Compiler bug with shared atomics?

Been staring at this for best part of 3 days now, and think have narrowed it down to a compiler bug…

I have a stack in shared memory implemented using shared atomic operations. Each object has a ‘next in stack’ pointer which I exchange with the top of stack pointer using atomic operations. The push operation appears to work fine. The pop operation appears to generate PTX code which reads the top of stack again after the atomic operation (if the stack is empty, the operation will dereference a null pointer), either resulting in the kernel failing, or the machine locking up…

The only slightly odd thing I can think of that I’m doing is abusing the atomicCAS for unsigned ints to read/write pointers. Don’t think there’s really any alternative tho, since there aren’t any atomic ops for pointers?

Here’s the simplest kernel I’ve managed to come up with that shows the problem:

[codebox]

struct Node

{

int some_random_data;

Node* stack;

};

device Node global_node;

device Node* result;

template

inline device T* atomic_cas(T** val, T* cmp, T* set)

{

return (T*)(atomicCAS((unsigned int*)(val), (unsigned int)(cmp), (unsigned int)(set)));

}

device

void push_stack(Node** stack, Node* n)

{

do

{

  n -> stack = *stack;

} while (atomic_cas(stack, n → stack, n) != n → stack);

}

device

Node* pop_stack(Node** stack)

{

Node* n;

do

{

  n = *stack;

  if (!n)

     return 0;

}

while (atomic_cas(stack, n, n → stack) != n);

n → stack = 0;

return n;

}

global

void test()

{

shared Node* stack;

if (threadIdx.x == 0)

{

  global_node.stack = 0;

  push_stack(&stack, &global_node);

  result = pop_stack(&stack);

}

}

[/codebox]

The PTX for the pop is here:

[codebox]

$Lt_0_5378:

// Loop body line 37

.loc	2	37	0

ld.shared.u32 	%r9, [__cuda_stack12];

mov.u32 	%r10, 0;

setp.ne.u32 	%p3, %r9, %r10;

@%p3 bra 	$Lt_0_5634;

mov.u32 	%r11, 0;

bra.uni 	$Lt_0_258;

$Lt_0_5634:

// Part of loop body line 37, head labeled $Lt_0_5378

ld.shared.u32 	%r9, [__cuda_stack12];

.loc	2	40	0

ld.global.u32 	%r12, [%r9+4];

.loc	2	17	0

atom.shared.cas.b32 	%rv1, [%r4], %r9, %r12;

mov.s32 	%r13, %rv1;

.loc	2	40	0

setp.ne.u32 	%p4, %r13, %r9;

@%p4 bra 	$Lt_0_5378;

.loc	2	43	0

mov.u32 	%r14, 0;

.loc	2	37	0

ld.shared.u32 	%r9, [__cuda_stack12];       <-- This looks wrong to me...?

.loc	2	43	0

st.global.u32 	[%r9+4], %r14;

mov.s32 	%r11, %r9;

$Lt_0_258:

.loc	2	59	0

st.global.u32 	[result], %r11;

[/codebox]

Have I missed something obvious? Usually find after writing something like this I’ll spot a stupid bug 5 mins after hitting post :)

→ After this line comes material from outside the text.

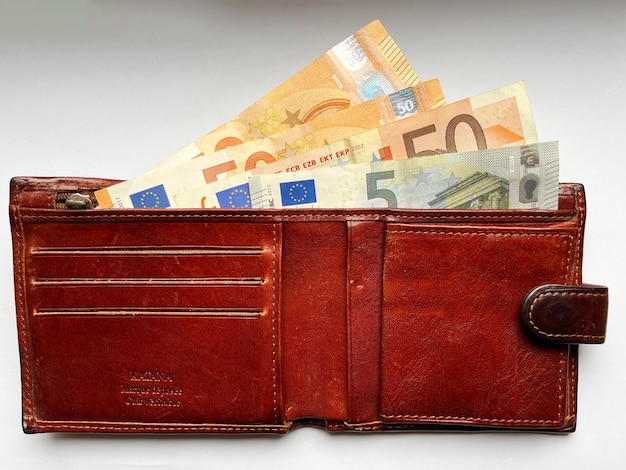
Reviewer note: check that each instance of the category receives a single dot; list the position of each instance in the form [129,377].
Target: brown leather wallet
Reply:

This is with CUDA 2.3 - will try with the 3.0 beta and see if it’s any different…

Thanks,

Rich.

If you are working on a 64 bit host machine, then I don’t think it is going to work - CUDA pointers are the same size as host pointers, so for x86_64 sizeof(void *) != sizeof(unsigned int) and I wouldn’t expect your atomicCAS operations to work as you would hope. If you are on IA32, then the idea is at least feasible. The implementation details I can’t comment on.